Finance Minister Njuguna Ndung’u outlined the austerity measures and issued guidelines for budget cuts in 24 areas to plug a Sh346 billion shortfall that emerged after the 2024 Finance Bill was withdrawn following public protests.
Government spending cuts range from 20% to 100% and cover areas such as communications, travel, membership fees, training, reception and various contract services.
Amid a public outcry, President Ruto announced new austerity measures last week, saying: “The number of government advisers will be reduced by 50% with immediate effect.”

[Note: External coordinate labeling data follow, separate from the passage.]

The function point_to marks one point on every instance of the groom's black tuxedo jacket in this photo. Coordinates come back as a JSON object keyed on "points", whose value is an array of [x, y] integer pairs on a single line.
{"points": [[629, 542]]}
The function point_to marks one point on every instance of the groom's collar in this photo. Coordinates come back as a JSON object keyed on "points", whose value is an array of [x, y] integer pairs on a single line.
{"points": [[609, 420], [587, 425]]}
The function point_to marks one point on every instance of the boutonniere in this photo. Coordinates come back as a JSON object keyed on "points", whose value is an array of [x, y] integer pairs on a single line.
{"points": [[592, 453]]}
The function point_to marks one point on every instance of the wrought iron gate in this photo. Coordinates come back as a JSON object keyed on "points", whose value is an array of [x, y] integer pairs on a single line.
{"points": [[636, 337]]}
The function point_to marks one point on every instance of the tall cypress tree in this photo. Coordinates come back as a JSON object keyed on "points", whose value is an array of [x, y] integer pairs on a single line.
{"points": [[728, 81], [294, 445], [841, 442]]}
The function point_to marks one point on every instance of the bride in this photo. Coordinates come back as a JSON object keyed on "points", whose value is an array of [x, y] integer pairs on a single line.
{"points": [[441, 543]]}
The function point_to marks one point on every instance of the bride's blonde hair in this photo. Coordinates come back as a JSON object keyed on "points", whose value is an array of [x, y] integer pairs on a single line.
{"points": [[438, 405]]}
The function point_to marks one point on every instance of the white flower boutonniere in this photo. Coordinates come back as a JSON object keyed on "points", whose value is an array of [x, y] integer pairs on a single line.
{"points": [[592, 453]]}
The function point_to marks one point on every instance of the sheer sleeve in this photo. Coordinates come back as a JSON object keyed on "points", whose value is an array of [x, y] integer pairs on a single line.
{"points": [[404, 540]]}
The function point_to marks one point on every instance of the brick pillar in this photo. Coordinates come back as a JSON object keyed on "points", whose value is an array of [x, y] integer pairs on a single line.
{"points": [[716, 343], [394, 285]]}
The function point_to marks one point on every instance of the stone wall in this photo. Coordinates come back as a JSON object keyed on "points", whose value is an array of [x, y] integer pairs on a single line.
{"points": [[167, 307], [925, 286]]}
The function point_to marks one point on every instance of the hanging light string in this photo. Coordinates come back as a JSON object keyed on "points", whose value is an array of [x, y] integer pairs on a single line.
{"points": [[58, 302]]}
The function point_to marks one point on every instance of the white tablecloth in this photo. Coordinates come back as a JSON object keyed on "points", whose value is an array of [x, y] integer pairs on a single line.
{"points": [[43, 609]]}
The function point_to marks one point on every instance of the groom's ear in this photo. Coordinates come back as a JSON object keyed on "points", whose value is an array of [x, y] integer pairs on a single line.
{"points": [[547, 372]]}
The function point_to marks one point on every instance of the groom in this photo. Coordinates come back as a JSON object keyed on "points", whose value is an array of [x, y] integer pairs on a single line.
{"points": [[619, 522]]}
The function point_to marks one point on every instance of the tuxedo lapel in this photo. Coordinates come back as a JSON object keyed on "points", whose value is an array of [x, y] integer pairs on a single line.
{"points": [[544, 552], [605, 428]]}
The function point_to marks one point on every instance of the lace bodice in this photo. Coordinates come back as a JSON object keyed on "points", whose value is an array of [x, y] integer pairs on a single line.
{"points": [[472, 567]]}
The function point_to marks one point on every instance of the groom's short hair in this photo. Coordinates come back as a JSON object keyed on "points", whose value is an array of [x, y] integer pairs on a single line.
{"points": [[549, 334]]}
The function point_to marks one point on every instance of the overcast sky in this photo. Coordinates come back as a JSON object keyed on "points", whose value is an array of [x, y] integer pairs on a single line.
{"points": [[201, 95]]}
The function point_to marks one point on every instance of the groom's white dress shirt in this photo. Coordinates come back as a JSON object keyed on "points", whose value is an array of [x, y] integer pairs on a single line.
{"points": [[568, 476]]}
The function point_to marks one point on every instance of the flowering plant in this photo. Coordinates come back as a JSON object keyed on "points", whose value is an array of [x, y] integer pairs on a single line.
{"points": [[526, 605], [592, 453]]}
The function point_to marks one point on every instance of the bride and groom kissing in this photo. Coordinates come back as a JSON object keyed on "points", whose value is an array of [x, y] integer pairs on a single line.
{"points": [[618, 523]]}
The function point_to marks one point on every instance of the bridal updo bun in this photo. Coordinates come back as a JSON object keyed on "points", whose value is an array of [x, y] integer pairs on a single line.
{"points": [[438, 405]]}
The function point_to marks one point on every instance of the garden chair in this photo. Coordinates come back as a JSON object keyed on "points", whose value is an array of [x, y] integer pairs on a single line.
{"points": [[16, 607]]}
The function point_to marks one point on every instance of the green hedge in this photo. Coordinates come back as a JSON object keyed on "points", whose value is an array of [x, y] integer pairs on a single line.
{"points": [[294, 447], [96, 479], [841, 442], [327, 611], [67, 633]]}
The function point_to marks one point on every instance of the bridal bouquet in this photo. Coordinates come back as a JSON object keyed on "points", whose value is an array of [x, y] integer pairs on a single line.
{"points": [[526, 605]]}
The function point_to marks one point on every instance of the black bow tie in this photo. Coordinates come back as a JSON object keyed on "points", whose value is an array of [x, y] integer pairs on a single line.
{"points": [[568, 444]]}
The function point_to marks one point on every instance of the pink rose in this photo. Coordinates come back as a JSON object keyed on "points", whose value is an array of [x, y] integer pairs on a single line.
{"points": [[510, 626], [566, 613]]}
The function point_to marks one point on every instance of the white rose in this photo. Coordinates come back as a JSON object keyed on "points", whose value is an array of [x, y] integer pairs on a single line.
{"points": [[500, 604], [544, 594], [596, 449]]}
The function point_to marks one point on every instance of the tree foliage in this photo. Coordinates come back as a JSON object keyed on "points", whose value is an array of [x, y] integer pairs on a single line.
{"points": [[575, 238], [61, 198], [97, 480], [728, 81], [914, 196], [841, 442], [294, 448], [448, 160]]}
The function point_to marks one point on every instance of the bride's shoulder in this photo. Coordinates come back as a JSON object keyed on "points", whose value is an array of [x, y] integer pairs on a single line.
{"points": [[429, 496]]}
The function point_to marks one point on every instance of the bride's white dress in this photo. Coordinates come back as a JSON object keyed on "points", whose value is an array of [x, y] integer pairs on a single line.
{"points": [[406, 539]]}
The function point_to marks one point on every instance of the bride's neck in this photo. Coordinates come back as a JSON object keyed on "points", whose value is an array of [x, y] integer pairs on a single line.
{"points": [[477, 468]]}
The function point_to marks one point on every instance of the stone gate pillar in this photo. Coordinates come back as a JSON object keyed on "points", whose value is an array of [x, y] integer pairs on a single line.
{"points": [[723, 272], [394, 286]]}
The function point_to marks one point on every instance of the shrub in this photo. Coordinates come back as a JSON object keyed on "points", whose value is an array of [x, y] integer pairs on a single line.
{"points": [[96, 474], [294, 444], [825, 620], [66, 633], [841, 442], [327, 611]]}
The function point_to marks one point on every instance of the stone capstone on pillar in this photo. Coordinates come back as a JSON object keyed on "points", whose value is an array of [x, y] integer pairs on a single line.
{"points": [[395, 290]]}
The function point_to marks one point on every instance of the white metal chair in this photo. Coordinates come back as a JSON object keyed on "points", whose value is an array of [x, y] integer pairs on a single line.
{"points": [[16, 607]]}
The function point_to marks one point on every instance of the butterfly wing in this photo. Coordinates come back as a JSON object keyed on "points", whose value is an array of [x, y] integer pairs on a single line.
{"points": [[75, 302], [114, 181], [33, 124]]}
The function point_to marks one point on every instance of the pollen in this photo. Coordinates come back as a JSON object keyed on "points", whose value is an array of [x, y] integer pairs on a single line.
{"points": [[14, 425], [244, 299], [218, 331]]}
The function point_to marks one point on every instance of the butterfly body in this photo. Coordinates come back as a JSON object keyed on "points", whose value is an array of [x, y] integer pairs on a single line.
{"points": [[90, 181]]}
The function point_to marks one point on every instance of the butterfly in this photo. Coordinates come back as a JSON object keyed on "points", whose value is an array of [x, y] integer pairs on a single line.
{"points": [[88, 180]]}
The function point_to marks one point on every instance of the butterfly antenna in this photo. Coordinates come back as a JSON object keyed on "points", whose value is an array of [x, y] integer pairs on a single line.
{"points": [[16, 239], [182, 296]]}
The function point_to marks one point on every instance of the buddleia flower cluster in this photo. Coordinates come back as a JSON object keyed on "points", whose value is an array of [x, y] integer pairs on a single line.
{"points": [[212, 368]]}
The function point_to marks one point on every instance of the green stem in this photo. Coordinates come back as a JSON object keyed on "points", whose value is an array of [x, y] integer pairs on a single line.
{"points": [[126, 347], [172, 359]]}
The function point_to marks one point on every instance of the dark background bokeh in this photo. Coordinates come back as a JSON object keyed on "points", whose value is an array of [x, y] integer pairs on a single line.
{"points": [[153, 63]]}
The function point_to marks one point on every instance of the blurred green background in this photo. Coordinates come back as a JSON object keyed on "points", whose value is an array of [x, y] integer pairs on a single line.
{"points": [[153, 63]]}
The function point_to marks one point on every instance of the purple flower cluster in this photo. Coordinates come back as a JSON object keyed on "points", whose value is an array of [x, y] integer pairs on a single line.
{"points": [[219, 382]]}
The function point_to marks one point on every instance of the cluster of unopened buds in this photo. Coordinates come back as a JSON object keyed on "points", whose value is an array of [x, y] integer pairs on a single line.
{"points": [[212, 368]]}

“Similarly, confidential budget allocations will be eliminated for various executive offices, including mine, and the renovation budget across government will be reduced by 50 per cent.”
The move is expected to hit consultancies hard as the government has already imposed a 20% discount on contracted professional services. This could result in a drop in the number of projects and contracts for consultancies.
The hotel and airline industries are also likely to be affected, with domestic travel and living expenses expected to fall by 50% and foreign travel and living expenses by 20%. This could lead to a drop in business travel as well as hotel and airline bookings.
Banks will also be affected by the austerity measures following the government’s decision to cancel housing and car loans for civil servants, an important source of income for financial institutions.
Cutting government spending is Ruto governmentThe move is, however, seen as a double-edged sword that could have a ripple effect across sectors, forcing businesses to adapt and find new ways to cope with the changing landscape.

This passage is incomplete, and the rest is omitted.